Capital markets are showing some semblance of "normal," with the few deals priced recently holding up and several new deals in marketing now.
For the first time in a while, the large banks are active with multiple deals - Goldman with Kodiak Gas Services $KGS, JP Morgan with Savers Value Village $SVV plus Fidelis Insurance $FIHL, and Citi with Vesta Real Estate $VTMX.
These deals are solid enough to get done in this tape, even if they are not precisely existing companies for the future.
Savers Value Village $SVV
I've often wondered where some of the clothing donations dropped off at various locations ends up. It turns out that a lot gets sold for cash by the pound to companies like SVV that process it into items that can be merchandized and resold, or low quality that is bulk packaged and sent off for rags or recycling into base materials that can be reused in other applications.
SVV uses a network of thrift stores to resell these items to consumers for reuse at a fraction of the "new" price.

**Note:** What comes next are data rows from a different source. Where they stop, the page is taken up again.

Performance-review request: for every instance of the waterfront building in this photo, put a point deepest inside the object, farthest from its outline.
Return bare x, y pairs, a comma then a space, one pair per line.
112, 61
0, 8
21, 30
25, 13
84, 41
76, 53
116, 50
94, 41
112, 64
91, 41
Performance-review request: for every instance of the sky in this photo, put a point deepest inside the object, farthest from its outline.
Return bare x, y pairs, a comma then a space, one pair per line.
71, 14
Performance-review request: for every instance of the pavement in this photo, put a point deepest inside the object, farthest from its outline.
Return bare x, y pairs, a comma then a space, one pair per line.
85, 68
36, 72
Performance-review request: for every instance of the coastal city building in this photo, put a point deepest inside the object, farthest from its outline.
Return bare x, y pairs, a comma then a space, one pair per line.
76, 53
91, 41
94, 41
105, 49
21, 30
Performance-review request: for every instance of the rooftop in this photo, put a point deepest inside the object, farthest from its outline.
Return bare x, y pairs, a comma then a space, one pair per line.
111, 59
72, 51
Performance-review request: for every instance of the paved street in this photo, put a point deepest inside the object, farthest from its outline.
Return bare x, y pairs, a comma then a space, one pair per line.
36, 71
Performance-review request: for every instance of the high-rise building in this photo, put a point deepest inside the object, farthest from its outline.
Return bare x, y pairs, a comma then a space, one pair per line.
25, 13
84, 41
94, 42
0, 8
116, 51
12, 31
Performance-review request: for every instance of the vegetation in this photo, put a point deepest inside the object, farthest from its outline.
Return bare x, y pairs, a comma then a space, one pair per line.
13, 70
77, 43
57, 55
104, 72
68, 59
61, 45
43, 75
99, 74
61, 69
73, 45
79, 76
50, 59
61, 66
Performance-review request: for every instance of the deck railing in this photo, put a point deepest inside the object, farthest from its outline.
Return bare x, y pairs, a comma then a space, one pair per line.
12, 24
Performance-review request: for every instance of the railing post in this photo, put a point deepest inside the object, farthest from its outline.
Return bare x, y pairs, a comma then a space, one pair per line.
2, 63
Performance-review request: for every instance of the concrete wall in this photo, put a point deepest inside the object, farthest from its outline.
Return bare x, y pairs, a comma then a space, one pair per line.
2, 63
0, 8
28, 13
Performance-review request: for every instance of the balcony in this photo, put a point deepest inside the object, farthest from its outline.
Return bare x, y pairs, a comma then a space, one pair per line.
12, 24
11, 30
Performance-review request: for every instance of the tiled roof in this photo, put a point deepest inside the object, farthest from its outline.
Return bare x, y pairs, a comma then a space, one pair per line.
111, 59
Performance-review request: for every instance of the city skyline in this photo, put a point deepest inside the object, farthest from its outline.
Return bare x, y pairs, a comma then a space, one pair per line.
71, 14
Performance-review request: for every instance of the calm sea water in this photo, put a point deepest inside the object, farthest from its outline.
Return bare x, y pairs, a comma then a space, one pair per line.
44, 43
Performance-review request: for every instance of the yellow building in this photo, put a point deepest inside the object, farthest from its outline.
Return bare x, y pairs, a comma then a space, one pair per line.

Management leans into the message of the "circular economy" and how they are an essential part of this new trend. I'm unsure how new this is since The Salvation Army and Goodwill have run large networks of thrift stores for decades. They may not be as robust as they once were, but they are still much more extensive than SVV.
The company claims that its technology helps set them apart since centralized operations and data science allow them to price merchandise for better sell-through. They do turn their inventory over reasonably rapidly.
Some investors may view SVV as a potential "stock for the lean times ahead" as they might a TheRealReal $REAL or ThredUP $TDUP but none of these companies has been proven to benefit from a down cycle.
At a $3.3B EV the P/E seems high at 35x. I'd be expecting to pay about 1/2 of that valuation.
Kodiak Gas Services $KGS
This is a steady, unspectacular grower servicing the US energy system with compression services, the bulk of it under contract and predictable - and fairly independent from energy prices.
Margins are high. In 2022, they had adjusted EBITDA of $400M on just over $700M of revenue. Even with steady CapEx, the company is a cash flow machine.
This kind of cash flow makes it easy to raise debt, and the company has piled $2.8B on the balance sheet. Pro-forma debt will drop to just over $1.8B.
Pricing here is also at a premium. The EV of $3.5B is 2x sales and over 21x earnings.
It's been a tough year for energy which may help Kodiak get into energy-focused portfolios because they are less dependent on price to maintain high margins.
Fidelis Insurance Holdings $FIHL
Of the three this one interests me the most. Fidelis serves more specific markets where a company can develop a competitive edge and achieve better pricing and margins.
Growth has been modest but operating returns on equity are high at 21% although the company is guiding them lower to a target range of 13-15%.
There's a complicated framework in place for underwriting support with the private Fidelis MGU.
This one at least makes the watch list. At an EV of $1.8B it's being offered at a ~15x P/E. Demand will be driven by institutions. If the shares dip post IPO then it might get attractive enough to buy.